FIGS. 17, 18 and 19 are each a view useful for understanding a measure to be taken for preventing an attenuation of the received signals. In those figures, the same parts are denoted by the same reference numbers.
According to an example shown in FIG. 17, an inductive component (inductor) 31 is connected in parallel with the capacitance component 24 so as to constitute a resonance circuit 30. The resonance circuit 30 serves to prevent an attenuation of received signals having a frequency corresponding to that of the ultrasonic waves.
According to an example shown in FIG. 18, the inductor 31 is incorporated into the tip portion 20a of the probe 20 to constitute a resonance circuit 30 in the combination use with the capacitance component of the piezo-electric transducer. In addition, the receive circuit 14 is also incorporated into the tip portion 20a of the probe 20. In this case, an attenuation of the received signals due to the capacitance component of the piezo-electric transducer 21 can be prevented by the incorporation of the inductor 31. Further, since the capacitance component 24 of the cable 23 is located in the lower stage side of the receive circuit 14, there is no problem.
According to an example shown in FIG. 19, in comparison with that of FIG. 17, a resistance element 32 is connected in series with the inductor 31. The measures according to the examples shown in FIGS. 17 and 18 involve a high Q value of the resonance. Thus, there is such a fear that a ringing of the received signals continues for a long time and then time resolution (resolution in a depth direction within the subject) will be deteriorated. In view of this, generally, there is adopted a technique in which the resistance element 32 for dumping is connected as shown in FIG. 19 to suppress the Q value.

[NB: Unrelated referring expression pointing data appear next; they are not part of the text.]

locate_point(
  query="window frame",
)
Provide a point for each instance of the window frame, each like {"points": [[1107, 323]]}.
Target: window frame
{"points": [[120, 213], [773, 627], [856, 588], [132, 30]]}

According to the related art as described above, it is possible to contribute to the improvement in sensitivity on a specific frequency on a fixing basis (prevention of an attenuation of the received signals). On the other hand, it should be noticed, however, that the improvement in a sensitivity and the time resolution are in a relation of the trade-off. In addition, in view of the fact that for example, in the B-mode, the improvement of the time resolution may bring a better image while making somewhat the sacrifice of the sensitivity. However, in the Doppler mode, it is desirable that the sensitivity is improved even making somewhat the sacrifice of the time resolution. Therefor, there is a case such that it is not preferable to adjust fixedly on a one way basis the resonance circuit. To satisfy these matters using the conventional technique, there is a need to prepare a number of probes which are adjusted for every use. This causes the cost to be increased and also the maintenance and the management to be troublesome.